Experts Assert China’s Ability to Mitigate Debt Challenges

China is on track to effectively manage its hidden local government debt within four to five years, a move not expected to disrupt the nation’s economic recovery or spark systemic financial risks, according to a source close to the issue. This statement comes in response to Moody’s recent downgrade of China’s credit outlook from “stable” to “negative.”

The source highlighted that China’s government debt-to-GDP ratio stands at about 50%, significantly lower than many major economies. Furthermore, China is already addressing half of its local government hidden debt, with stricter regulations preventing new debts from arising. Regions like Guangdong province and Shanghai have successfully mitigated risks associated with implicit local government debt.

China has implemented various strategies to tackle hidden debt issues. These include extending debt maturities, selling assets for debt repayment, and replacing costlier short-term debts with more economical, long-term refinancing bonds.

In contrast to Moody’s downgrade, S&P Global Ratings and Fitch Ratings have maintained their stable outlooks on China. S&P confirmed its A+ long-term rating in June, and Fitch upheld its A+ rating in August. Similarly, China Chengxin International Credit Rating reaffirmed China’s AA+g rating with a stable outlook, noting the economy’s resilience and sufficient fiscal space in 2023.

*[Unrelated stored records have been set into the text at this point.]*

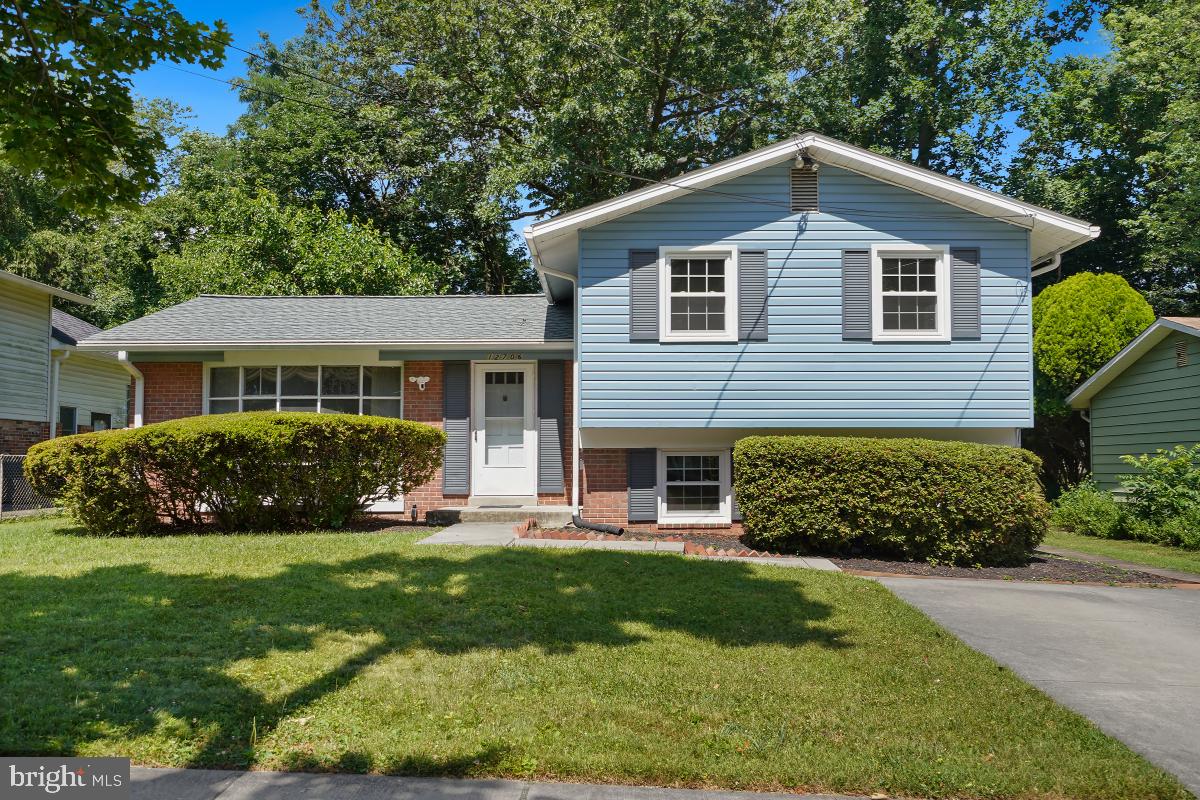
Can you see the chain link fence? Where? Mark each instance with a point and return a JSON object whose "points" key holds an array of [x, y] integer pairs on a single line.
{"points": [[16, 493]]}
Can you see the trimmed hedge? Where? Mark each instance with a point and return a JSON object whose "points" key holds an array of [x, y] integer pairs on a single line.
{"points": [[943, 501], [261, 470]]}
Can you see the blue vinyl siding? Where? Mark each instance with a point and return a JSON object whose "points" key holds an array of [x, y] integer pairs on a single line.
{"points": [[805, 376]]}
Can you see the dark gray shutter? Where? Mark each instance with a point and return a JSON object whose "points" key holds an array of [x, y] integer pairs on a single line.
{"points": [[856, 294], [643, 485], [805, 194], [753, 295], [456, 421], [643, 295], [965, 293], [550, 426]]}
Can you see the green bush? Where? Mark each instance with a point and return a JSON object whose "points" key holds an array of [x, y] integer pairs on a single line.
{"points": [[946, 501], [1087, 510], [235, 471], [1167, 483]]}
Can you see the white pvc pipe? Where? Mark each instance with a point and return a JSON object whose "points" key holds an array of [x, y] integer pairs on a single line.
{"points": [[139, 386], [52, 411]]}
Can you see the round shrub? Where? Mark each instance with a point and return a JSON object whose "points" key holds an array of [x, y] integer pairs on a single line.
{"points": [[261, 470], [943, 501], [1078, 325]]}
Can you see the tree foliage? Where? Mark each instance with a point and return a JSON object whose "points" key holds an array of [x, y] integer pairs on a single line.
{"points": [[555, 103], [255, 245], [1078, 325], [1116, 140], [65, 104]]}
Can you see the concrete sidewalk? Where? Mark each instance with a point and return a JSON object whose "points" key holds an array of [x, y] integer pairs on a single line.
{"points": [[1121, 656], [211, 785], [501, 534]]}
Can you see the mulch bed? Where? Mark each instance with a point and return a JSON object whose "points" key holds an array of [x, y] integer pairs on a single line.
{"points": [[379, 522], [696, 542], [1041, 567]]}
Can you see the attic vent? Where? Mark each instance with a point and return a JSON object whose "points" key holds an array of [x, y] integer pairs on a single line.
{"points": [[804, 190]]}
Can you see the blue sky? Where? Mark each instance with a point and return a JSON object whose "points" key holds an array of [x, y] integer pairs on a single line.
{"points": [[215, 104]]}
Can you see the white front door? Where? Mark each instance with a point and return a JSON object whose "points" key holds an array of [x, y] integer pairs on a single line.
{"points": [[503, 437]]}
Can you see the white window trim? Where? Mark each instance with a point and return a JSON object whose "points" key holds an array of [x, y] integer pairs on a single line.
{"points": [[901, 250], [731, 294], [723, 515], [279, 385]]}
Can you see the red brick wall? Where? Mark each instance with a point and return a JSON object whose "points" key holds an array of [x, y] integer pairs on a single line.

The issuance of additional government bonds worth 1 trillion yuan, announced in October, is expected to boost local government fiscal space and stimulate investment and economic growth. Despite Moody’s downgrade, experts argue that China’s debt-to-GDP ratio is relatively low compared to other countries, supported by consistent low fiscal deficit rates and strong foreign exchange reserves.

Authorities are focusing on local government financial vehicle debts linked to economic development and facing repayment challenges. Debts from financially stable local government vehicles are not a concern, as they are unlikely to default. 

Fitch Ratings’ Jeremy Zook shared an optimistic view at a conference in Shanghai, suggesting China’s GDP growth in 2023 might surpass the 4.8% forecast and potentially exceed 5%, after a stronger-than-expected performance in the third quarter. This growth outlook takes into account the risks of contingent liabilities.